English Language Arts
The balanced literacy model in the Tri-Town elementary schools incorporates instruction in reading, writing, and word study using research-based practices. Instruction is delivered through a combination of whole group, small group and 1:1 instruction during Reader's Workshop, Writer's Workshop and the Word Study block.
Reader's Workshop provides a structure where students engage in authentic reading experiences with explicit instruction and modeling, guided practice, and an opportunity for independent practice daily. Students are exposed to a wide variety of genres in both fiction and nonfiction as they progressively move through reading units of study in grades K-6.
The workshop model includes the following components:
- Mini Lesson
- A mini lesson is a brief whole group lesson that focuses on a specific reading strategy or skill.
- Guided Reading/Strategy Groups
- Guided reading is small group reading instruction that helps children access text at their instructional reading level. Strategy groups provide instruction for small groups of students who have a similar need to learn a specific reading strategy or skill.
- Independent Reading
- Students read independently and are given choice in text selection during this time to promote a love of reading. Depending on the grade level, students will write in response to their reading in various ways.
- The teacher meets with students individually to check-in on their progress during independent reading.
- Group Wrap Up/Share
- During this time the mini lesson focus is recapped and solidified and students have the opportunity to share their learning within their reading community.
Writer's’ Workshop replicates the Reader's Workshop model including many of the same components.
- Mini Lesson
- A mini lesson is a brief whole group lesson that focuses on a specific writing strategy or skill.
- Guided Writing
- The teacher gathers a small group of students to provide instruction on a specific writing strategy or skill.
- Independent Writing
- Students work through the writing process during this time applying newly learned skills into their piece of writing. The teacher typically assigns the mode of writing (narrative, argument/opinion, or informational/explanatory) but the student should have choice about the topic.
- The teacher meets with students individually in a writing conference to confer about the status of the student's piece of writing.
- Group Wrap Up/Share
- During this time the mini lesson focus is recapped and solidified and students have the opportunity to share their writing within their writing community.
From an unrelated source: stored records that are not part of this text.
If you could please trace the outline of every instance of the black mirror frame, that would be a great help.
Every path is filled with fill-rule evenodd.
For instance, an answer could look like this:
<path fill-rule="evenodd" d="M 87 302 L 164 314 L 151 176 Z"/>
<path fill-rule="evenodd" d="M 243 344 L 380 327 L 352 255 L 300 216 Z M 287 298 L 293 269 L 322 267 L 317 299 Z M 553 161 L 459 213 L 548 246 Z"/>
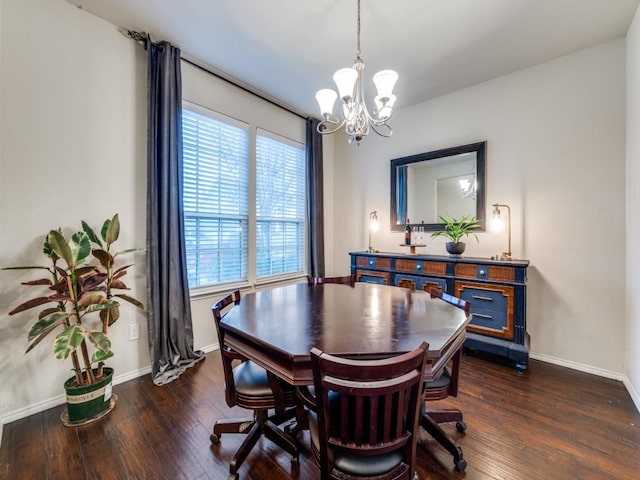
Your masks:
<path fill-rule="evenodd" d="M 460 145 L 458 147 L 444 148 L 442 150 L 434 150 L 433 152 L 419 153 L 408 157 L 394 158 L 391 160 L 391 231 L 402 231 L 405 225 L 398 224 L 398 205 L 397 205 L 397 168 L 401 165 L 408 165 L 425 160 L 434 160 L 436 158 L 450 157 L 461 153 L 476 153 L 476 180 L 478 187 L 476 190 L 476 218 L 478 219 L 478 231 L 485 230 L 485 174 L 486 174 L 486 149 L 487 142 L 470 143 L 469 145 Z M 431 232 L 444 228 L 442 223 L 412 223 L 411 227 L 423 226 L 425 231 Z"/>

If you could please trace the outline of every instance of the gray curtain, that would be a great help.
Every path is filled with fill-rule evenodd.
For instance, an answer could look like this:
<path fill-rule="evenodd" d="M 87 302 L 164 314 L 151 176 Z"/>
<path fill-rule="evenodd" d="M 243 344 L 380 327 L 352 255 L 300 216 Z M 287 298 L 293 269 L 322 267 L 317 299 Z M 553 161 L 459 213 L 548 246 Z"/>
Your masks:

Experts agree that there are certain characteristics or "traits" that make up quality writing. These traits provide a clear instructional map for writers and diminish the level of subjectivity when assessing writing. They are are explicitly taught through mini lessons and reinforced in small guided groups and individual conferences.
These characteristics, or “traits” are:
- Good writing has clear ideas, a purpose, or focus. It should have specific ideas and details.
- Good writing should have a beginning, middle, and an ending and be well organized and easy to follow.
- Good writing connects with the audience, fits the purpose for writing, and reveals the voice of the writer.
- Word Choice
- Good writing has specific nouns and verbs and strong words that deliver the writer's message.
- Sentence Fluency
- Good writing has sentences that vary in length, with a variety of sentence beginnings. The writing flows smoothly from sentence to sentence.
- Good writing is edited for grammar, punctuation, capitalization, and spelling so the writer's ideas are easily understood.
Fundations® provides research-based materials and strategies essential to a comprehensive reading, spelling, and handwriting program. This program is used in grades K-3 in the Tri-Town elementary schools.
Students in grades K-3 receive a systematic program in critical foundational skills, emphasizing:
- Phonemic awareness
- Phonics/ word study
- High frequency word study
- Reading fluency
- Comprehension strategies
- Handwriting (print and cursive)
In grades 4-6 students continue to develop their knowledge about language focusing on higher level skills such as multisyllabic decoding, vocabulary development, word roots, and spelling. A variety of resources are used in grades 4-6 to address these concepts and reinforce these skills.